With a competitive strategy focused on innovation, with frequent launches of new products, MeatCo was able to substantially grow its sales, at the cost of decreasing its profitability. The company even launched, in a period of just two years, more than 300 new products and, even with the discontinuity of some articles, it increased its product offer from 223 to 302 items. Therefore, it is a reasonable hypothesis to assume that the increase in complexity associated with innovation is at least part of the explanation for the reduction in profitability from the company.
Interviews with company employees identified differences in perception of the impact of innovation between different departments, which could undermine efforts to develop a coherent innovation strategy. For example, the Commercial area was under pressure to support multiple product variants to meet the demand of increasingly specific customer segments. A operations team, on the other hand, found itself struggling to efficiently deliver an increasingly diverse and complex product range.
A operations strategy from MeatCo boiled down to offering high service levels, produce articles of better quality and deliver fresh produce. Achieving these goals can be assessed using service level indicators (fill rate), compliance with product quality (return rate) and stock freshness (turnover), respectively.
When analyzing the case, we realized that the introduction of new products impacts the operation directly and indirectly. Through hypothesis tests, it was possible to examine not only the timing of these impacts on the level of service, quality and freshness of the products, but also the extent to which the intensity of these impacts varies according to the degree of product innovation. the main ones direct impacts are associated with changes in focus and the learning curve. The indirect impacts are related to the complexities arising from the greater variety of products, including greater demand uncertainty, production exchanges more frequent and greater risk of contamination food cross (increasingly varied allergens).

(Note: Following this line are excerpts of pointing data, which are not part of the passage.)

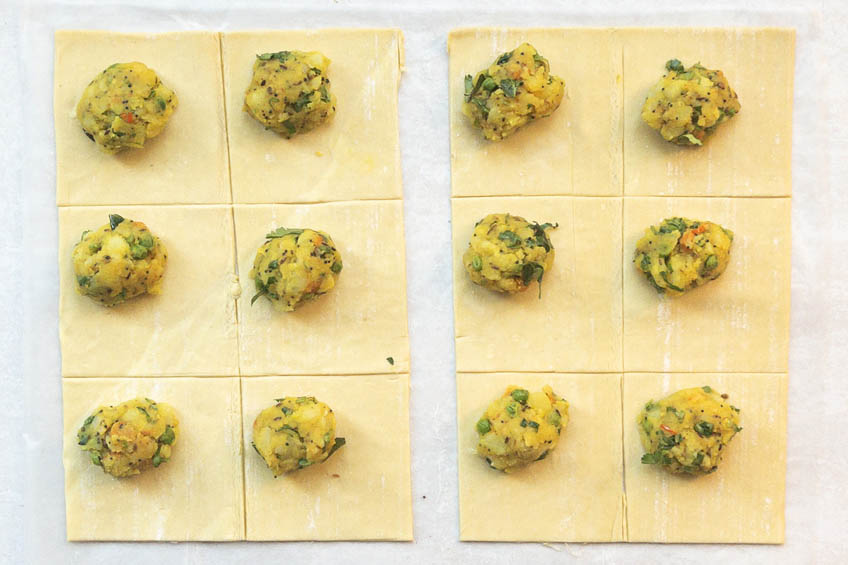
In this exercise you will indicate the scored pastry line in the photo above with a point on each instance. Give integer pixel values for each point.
(625, 526)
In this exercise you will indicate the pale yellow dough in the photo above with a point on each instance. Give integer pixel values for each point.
(738, 322)
(574, 495)
(751, 154)
(189, 329)
(575, 151)
(354, 328)
(196, 496)
(354, 157)
(742, 502)
(362, 492)
(576, 326)
(186, 164)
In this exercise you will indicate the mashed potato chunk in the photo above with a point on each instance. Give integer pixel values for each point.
(507, 253)
(119, 261)
(124, 106)
(515, 90)
(131, 437)
(294, 266)
(681, 254)
(687, 105)
(686, 432)
(521, 427)
(290, 92)
(298, 431)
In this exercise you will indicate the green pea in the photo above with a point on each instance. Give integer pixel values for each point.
(146, 240)
(167, 436)
(483, 426)
(704, 429)
(139, 251)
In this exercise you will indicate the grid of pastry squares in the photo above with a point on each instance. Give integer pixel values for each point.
(600, 335)
(211, 186)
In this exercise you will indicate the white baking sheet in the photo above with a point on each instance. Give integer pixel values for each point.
(32, 528)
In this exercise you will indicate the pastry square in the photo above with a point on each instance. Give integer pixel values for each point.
(577, 150)
(188, 330)
(751, 154)
(736, 323)
(741, 502)
(574, 494)
(355, 327)
(196, 496)
(362, 492)
(576, 325)
(185, 164)
(356, 156)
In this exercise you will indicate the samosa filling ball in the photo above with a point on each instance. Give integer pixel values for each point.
(290, 92)
(507, 253)
(687, 105)
(131, 437)
(686, 432)
(119, 261)
(681, 254)
(298, 431)
(294, 266)
(124, 106)
(521, 427)
(515, 90)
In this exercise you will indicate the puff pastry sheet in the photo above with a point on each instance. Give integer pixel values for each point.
(185, 164)
(598, 317)
(353, 328)
(179, 185)
(362, 492)
(196, 496)
(738, 322)
(576, 324)
(577, 150)
(356, 156)
(575, 494)
(742, 502)
(189, 329)
(750, 155)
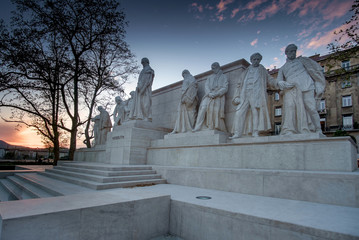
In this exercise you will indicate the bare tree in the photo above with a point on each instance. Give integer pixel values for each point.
(30, 78)
(90, 36)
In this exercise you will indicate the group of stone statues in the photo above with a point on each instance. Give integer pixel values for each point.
(301, 79)
(138, 107)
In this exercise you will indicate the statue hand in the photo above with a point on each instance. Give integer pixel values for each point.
(236, 101)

Furthermore, it was observed that the degree of product innovation exacerbates the impact of INP in the operation, depending on the amount of changes required in the operation to produce and deliver the new product.
It was also observed that the impact of NPI is more evident in the long term, as sustaining frequent introductions of new products over a long period can compromise operational performance proportionately more than the immediate impacts of new product launches alone. In addition, the INP can promote the uncontrolled growth of the variety of products, if not combined with a clear category management strategy, which can seriously harm the operation due to the increase in complexity.

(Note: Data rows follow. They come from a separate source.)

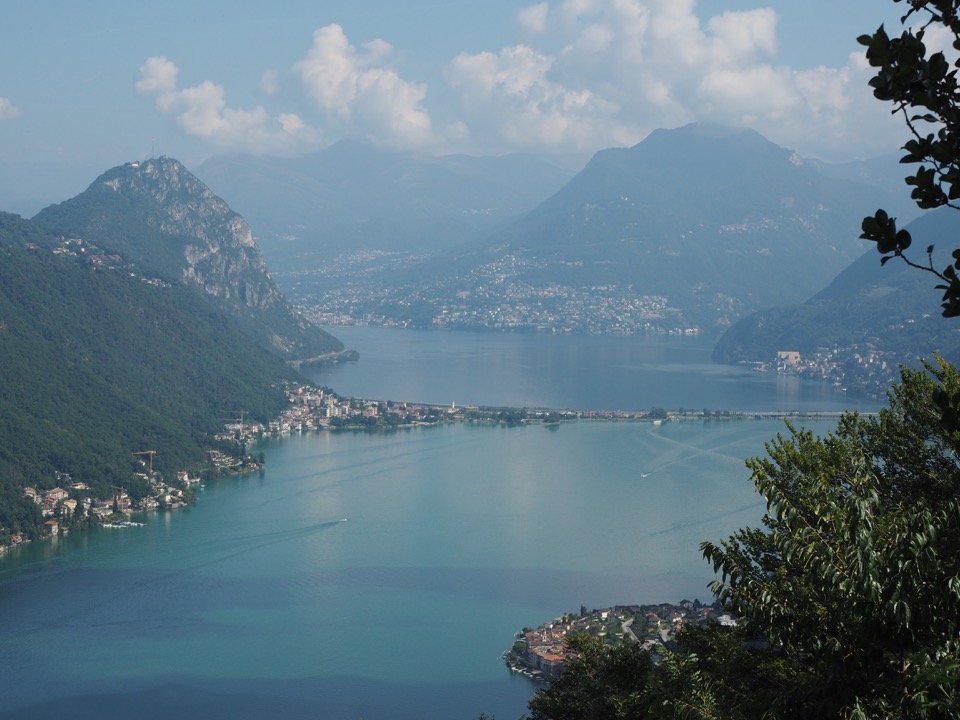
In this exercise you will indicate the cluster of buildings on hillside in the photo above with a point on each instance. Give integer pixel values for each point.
(496, 301)
(864, 370)
(62, 507)
(544, 651)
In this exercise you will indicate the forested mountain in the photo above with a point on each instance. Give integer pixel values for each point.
(158, 215)
(892, 309)
(718, 221)
(692, 228)
(100, 359)
(353, 197)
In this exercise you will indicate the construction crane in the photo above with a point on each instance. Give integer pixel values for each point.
(151, 453)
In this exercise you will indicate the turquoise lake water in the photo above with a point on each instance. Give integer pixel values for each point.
(372, 575)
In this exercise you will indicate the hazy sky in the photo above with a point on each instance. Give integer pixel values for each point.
(85, 86)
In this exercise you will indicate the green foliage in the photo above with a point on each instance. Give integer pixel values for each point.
(96, 364)
(604, 682)
(922, 86)
(855, 579)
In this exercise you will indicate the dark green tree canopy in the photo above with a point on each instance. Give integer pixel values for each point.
(922, 86)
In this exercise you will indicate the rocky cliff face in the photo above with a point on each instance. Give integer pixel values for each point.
(219, 253)
(157, 214)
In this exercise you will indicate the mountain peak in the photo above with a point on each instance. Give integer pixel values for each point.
(159, 215)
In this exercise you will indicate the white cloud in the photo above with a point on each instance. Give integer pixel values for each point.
(534, 17)
(617, 69)
(590, 74)
(359, 90)
(8, 110)
(202, 111)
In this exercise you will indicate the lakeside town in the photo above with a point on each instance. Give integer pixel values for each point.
(70, 505)
(541, 653)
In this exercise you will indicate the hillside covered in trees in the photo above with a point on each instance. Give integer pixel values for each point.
(100, 359)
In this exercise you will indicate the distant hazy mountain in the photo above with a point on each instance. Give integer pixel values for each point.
(355, 197)
(894, 308)
(717, 222)
(158, 215)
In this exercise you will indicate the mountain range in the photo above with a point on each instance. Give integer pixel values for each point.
(893, 309)
(158, 215)
(693, 228)
(353, 197)
(136, 316)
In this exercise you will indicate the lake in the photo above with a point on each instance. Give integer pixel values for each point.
(380, 575)
(580, 372)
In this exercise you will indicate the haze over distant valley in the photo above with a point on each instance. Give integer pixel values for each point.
(688, 231)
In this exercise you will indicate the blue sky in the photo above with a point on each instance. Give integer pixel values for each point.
(86, 86)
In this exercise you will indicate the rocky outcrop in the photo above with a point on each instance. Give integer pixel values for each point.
(157, 214)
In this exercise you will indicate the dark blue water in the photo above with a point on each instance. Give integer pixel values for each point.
(380, 575)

But… what to do? Companies in a similar situation should establish structured and systematic innovation plans, avoiding random introductions of new products and establishing a pace of innovation that can be supported by the operation. The operation needs right time to adapt to each innovation and the faster they can do it, the greater their ability to innovate, without the operation suffering too much. On the other hand, by establishing clear plans of category management, companies can avoid unnecessary assortment expansion promoted by innovation, which can harm operational performance if not well managed. In addition, these measures must be supported by the improved reliability, availability, and information flow throughout the organization and in customer-supplier relationships.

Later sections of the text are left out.